動画は、物事の説明やPRの効果が高いため、企業や個人にとっても広く使われています。今回は動画の制作費用の税務上の取扱いについて見ていきます。

 

質問【動画の制作費用の税務上の取扱い】

【質問】動画の制作費用はどのように処理したらよいか?

当社では、新商品を製作するたびに新商品の発表会を行っております。

発表会では新商品を効果的にアピールするために、商品PR動画を製作し、上映をしております。このような動画を制作するにあたって生じた費用はどのように処理したらよいでしょうか?

 

ご質問への回答

商品をPRすることを目的とした動画の制作費用は、広告宣伝費として処理されることになると考えられます。

 

解説

動画の制作費用は無形固定資産のソフトウェアに該当するか

ソフトウェアの税法上の定義については法人税法上特段規定されていませんが、租税特別措置法や会計基準を参考にすると、以下であると考えられています。

メモ

・コンピューターに一定の仕事を行わせるためのプログラム等

 

一般的な動画であれば、プログラミングも施されていないため、「ソフトウェア」には該当せず、無形固定資産として計上し、均等償却することも不要であると考えられます。

 

動画の制作費用は繰延資産に該当するか

税法上の繰延資産については、政令で限定列挙又は通達で示されており、動画の制作費用は、そのいずれにも該当しないと考えられます。

 

動画の制作費用は有形固定資産に該当するか

耐用年数を定めている「耐用年数省令」には、器具備品に「映画フィルム・磁気テープ・レコード(耐用年数2年)」というものがあります。

動画の制作費用は、感覚的にこちらに該当しそうとも考えられますが、動画と映画フィルム等は、動画は無形資産・映画フィルム等は有形資産という点で異なるため、動画の制作費用を器具備品として資産計上する必要はないと考えられます。

 

動画の制作費用は広告宣伝費として処理を行う

以上を踏まえると、動画の制作費用は、広告宣伝費として一括損金又は一括で必要経費算入となることが一般的と考えられます。

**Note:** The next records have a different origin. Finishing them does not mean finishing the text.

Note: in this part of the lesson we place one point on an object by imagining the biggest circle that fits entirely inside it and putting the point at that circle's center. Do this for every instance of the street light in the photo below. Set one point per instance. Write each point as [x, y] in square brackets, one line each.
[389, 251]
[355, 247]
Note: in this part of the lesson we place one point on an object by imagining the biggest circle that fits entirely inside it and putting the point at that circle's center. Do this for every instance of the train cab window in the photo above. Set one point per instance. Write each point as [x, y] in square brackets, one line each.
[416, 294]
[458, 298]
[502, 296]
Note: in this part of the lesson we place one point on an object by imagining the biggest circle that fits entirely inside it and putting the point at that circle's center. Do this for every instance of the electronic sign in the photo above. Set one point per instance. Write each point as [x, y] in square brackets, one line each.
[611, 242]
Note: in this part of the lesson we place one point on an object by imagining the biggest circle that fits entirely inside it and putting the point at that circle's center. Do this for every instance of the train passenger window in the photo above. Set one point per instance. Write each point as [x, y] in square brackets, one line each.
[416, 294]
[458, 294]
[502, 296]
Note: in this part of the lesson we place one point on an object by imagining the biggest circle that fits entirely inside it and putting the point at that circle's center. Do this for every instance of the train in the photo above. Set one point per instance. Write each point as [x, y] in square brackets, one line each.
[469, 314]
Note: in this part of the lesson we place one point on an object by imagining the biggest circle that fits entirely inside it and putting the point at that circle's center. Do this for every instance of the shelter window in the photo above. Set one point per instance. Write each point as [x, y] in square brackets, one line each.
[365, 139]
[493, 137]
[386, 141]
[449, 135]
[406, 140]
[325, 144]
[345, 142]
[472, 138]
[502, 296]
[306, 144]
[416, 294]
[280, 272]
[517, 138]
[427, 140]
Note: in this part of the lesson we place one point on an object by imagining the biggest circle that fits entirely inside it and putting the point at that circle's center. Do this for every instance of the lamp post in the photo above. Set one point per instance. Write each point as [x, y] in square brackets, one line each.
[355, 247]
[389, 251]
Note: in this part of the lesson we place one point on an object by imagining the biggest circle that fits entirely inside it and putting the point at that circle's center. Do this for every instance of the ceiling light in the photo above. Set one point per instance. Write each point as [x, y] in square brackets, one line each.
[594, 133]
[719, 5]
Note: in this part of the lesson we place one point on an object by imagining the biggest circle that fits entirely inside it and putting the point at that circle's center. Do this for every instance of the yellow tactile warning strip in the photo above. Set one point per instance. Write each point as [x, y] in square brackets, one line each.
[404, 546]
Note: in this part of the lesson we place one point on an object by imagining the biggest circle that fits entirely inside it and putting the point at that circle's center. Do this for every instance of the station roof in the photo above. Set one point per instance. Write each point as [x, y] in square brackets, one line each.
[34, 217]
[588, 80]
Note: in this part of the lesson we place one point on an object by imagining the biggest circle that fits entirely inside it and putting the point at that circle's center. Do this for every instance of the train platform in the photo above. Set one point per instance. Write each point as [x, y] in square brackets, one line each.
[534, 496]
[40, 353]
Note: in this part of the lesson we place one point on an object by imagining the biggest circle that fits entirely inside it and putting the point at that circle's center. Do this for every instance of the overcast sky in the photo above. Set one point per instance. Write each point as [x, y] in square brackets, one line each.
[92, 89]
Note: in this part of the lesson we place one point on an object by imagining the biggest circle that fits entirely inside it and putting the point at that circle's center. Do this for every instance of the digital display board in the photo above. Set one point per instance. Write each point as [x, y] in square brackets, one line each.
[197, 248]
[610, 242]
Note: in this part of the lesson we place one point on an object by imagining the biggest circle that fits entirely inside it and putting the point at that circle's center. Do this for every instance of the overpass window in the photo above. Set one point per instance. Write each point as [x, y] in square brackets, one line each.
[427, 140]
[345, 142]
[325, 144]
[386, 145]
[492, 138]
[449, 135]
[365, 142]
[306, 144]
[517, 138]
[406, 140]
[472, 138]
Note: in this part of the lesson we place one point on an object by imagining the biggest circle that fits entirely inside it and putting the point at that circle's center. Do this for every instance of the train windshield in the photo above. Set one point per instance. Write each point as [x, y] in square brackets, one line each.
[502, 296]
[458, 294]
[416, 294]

厳密には異なるものの、考え方の参考となるのが、社歌やコマーシャルソング等の制作費用の取扱いを定めた(法人税法基本通達7-1-10)があります。

法人税法基本通達 7-1-10 (社歌、コマーシャルソング等)

社歌、コマーシャルソング等の制作のために要した費用の額は、その支出をした日の属する事業年度の損金の額に算入することができる。

法人税法基本通達の逐条解説によると、社歌、コマーシャルソング等は、その性質上、費用効果の及ぶ期間の測定が極めて困難である上、場合によってはごく短期間のうちに費用効果が失われるものも数多いのではないかと考えられるとした上で、税務執行上、従来から個別的に支出時に損金として認めていたという実態を踏まえて、これらの費用を支出時点で損金算入することができるとされています。

 

ただし、広告宣伝費として処理する場合において、動画を複数年に渡って使用する場合など、費用効果の及ぶ期間が明確なものについては、その効果の及ぶ期間に合わせて期間配分して費用処理されるものと考えられます。

広告宣伝費の処理について、国税庁の文書回答事例(いくつかあります。)では、イベントへ協賛金を支払った場合では、広告宣伝期間を基礎として期間配分し、損金の額又は必要経費に算入するとされています。

 

したがって、文書回答事例にある広告宣伝費の処理の考え方を踏襲し、その効果の及ぶ期間に渡り期間配分されることになると考えられます。

 

  • この記事を書いた人

jun.hamano

濱野純税理士事務所 代表。 【事務所HP】https://hamanotax.com 1980年10月 埼玉生まれ。埼玉県草加市育ち、東京・蒲田在住。税理士。中小企業診断士。節税、節約、税務処理を身をもって実践しブログに公開しています。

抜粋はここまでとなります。